Hmm based on this, the .org tld and the server providers can have control over the project too. Right? If so, we should use an open source distributed protocol.
For what it's worth, the conditions for termination from the Public Interest Registry (.org's registry) are slightly better than Github. PIR has a five-items list of possible reasons: https://pir.org/policies/org-idn-policies/takedown-policy/ while "GitHub reserves the right to refuse service to anyone for any reason at any time."
> Hmm based on this, the .org tld and the server providers can have control over the project too. Right?
No, pretty obviously not. For the domain, this has already been answered. For the servers, it's trivial to move your setup to a different hoster with no visible effects to the outside.
> If so, we should use an open source distributed protocol.
Also, with git you have a repository as soon as you start using it. If you mean something like a centralized repository server: No, you don't actually need that. You can serve a git repository from your workstation just fine for others to pull from. Or you can just move changes around via email.
Also, there are way more ways to use email than for mailing lists. You could also use it as a transport for machine-readable messages between git frontends or whatever.

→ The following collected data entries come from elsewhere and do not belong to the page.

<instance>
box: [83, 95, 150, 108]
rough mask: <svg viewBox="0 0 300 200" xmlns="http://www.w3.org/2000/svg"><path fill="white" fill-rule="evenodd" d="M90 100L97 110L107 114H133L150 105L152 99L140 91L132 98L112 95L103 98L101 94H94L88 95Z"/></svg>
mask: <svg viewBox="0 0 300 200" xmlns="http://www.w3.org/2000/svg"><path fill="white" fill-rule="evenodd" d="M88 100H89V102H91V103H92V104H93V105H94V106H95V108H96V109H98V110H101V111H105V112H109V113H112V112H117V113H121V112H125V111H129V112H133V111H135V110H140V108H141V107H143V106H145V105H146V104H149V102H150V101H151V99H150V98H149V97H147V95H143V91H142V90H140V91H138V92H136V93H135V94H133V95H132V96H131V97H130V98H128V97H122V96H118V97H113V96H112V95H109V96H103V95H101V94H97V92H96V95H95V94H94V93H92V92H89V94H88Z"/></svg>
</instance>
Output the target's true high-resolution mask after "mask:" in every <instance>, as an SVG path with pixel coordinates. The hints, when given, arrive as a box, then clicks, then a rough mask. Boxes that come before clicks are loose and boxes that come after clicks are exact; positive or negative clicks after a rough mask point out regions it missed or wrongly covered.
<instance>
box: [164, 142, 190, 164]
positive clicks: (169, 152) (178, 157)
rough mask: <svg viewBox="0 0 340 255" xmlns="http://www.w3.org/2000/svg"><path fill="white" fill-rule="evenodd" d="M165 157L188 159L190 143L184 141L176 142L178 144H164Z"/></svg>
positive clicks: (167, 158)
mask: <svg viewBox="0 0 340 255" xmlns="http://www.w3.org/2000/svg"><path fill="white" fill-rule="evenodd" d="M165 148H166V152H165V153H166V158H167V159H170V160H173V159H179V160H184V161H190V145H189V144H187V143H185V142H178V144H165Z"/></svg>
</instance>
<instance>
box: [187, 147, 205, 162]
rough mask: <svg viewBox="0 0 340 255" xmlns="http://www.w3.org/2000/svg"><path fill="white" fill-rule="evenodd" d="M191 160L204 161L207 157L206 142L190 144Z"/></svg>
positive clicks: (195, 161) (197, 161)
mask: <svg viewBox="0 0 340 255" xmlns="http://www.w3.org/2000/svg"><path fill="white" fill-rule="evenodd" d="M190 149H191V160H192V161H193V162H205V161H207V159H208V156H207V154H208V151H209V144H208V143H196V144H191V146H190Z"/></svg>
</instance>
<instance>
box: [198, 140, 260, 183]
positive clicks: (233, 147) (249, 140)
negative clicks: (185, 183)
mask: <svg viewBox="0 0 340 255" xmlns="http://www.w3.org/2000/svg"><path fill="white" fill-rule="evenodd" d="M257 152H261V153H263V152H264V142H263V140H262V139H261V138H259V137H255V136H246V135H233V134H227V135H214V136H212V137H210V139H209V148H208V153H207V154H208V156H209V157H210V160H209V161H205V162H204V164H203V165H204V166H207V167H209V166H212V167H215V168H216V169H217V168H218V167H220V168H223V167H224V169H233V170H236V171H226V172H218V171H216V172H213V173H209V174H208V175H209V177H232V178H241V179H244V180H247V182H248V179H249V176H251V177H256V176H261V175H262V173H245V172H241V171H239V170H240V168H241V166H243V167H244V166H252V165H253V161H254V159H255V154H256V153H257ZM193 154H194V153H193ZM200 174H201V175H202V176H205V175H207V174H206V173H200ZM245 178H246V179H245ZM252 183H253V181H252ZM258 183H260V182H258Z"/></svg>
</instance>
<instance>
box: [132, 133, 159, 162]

In and case, I don't get what point you are trying to make.
It sounded like you were saying "instead of using GitHub (with git obviously), you can use just git and email". My comment was basically trying to say "without a repository how will people find you, how will they catch up on recent dev, how will they view past emails, etc., unless you have a central repository of some sort".
I'm not sure how "just give people direct access to my local git" fills that massive hole, so I assumed your mention of email included implicitly something like a listserve. Otherwise your suggestion seems entirely unworkable to me?
So one of us is missing something. Are you really proposing p2p git + email alone with no other infrastructure? Do you think that's at all optimal?
I'm not saying there is anything necessarily wrong with a centralized repository server or a mailing list, but I just wasn't talking about software, but about protocols, which can be used in that way or other ways.
Though it is maybe useful to distinguish "central repository that publishes the authoritative version" and "central repository that contributors push to", two functions that GitHub kindof purposefully confuses.
The former is what is useful for discovery and catching up, but doesn't need accounts/authentication (for the "public side" of things), it just needs a stable public identity and availability. The latter is technically completely unnecessary with git: There is absolutely no problem with merging a branch from a repository hosted on a completely different server than the authoritative repository. It's just a business decision of GitHub to build a closed system that requires you to enter into a contract with them in order to submit a merge request that is limited to branches hosted on their platform, to create an artificial network effect for their platform.
After all, the primary problem is not that people choose to host a project on GitHub. It's that they demand (or allow GitHub to make that demand with them as voluntary hostages) that you also host your branches on GitHub, or else you can't contribute. If I am a happy Bitbucket customer, or I happen to run my own git server, there is no way for me to submit a merge request to GitHub specifying a branch hosted whereever I happen to be hosting my git repositories.
But no, I was not suggesting any particular implementation, I was just pointing out that those two protocols do exist and can be used, in many ways, as a basis for decentralized Free Software development. And while p2p git certainly is not the solution to all problems, it can be a perfectly useful tool--and with some more tooling around it possibly moreso than what is practical today.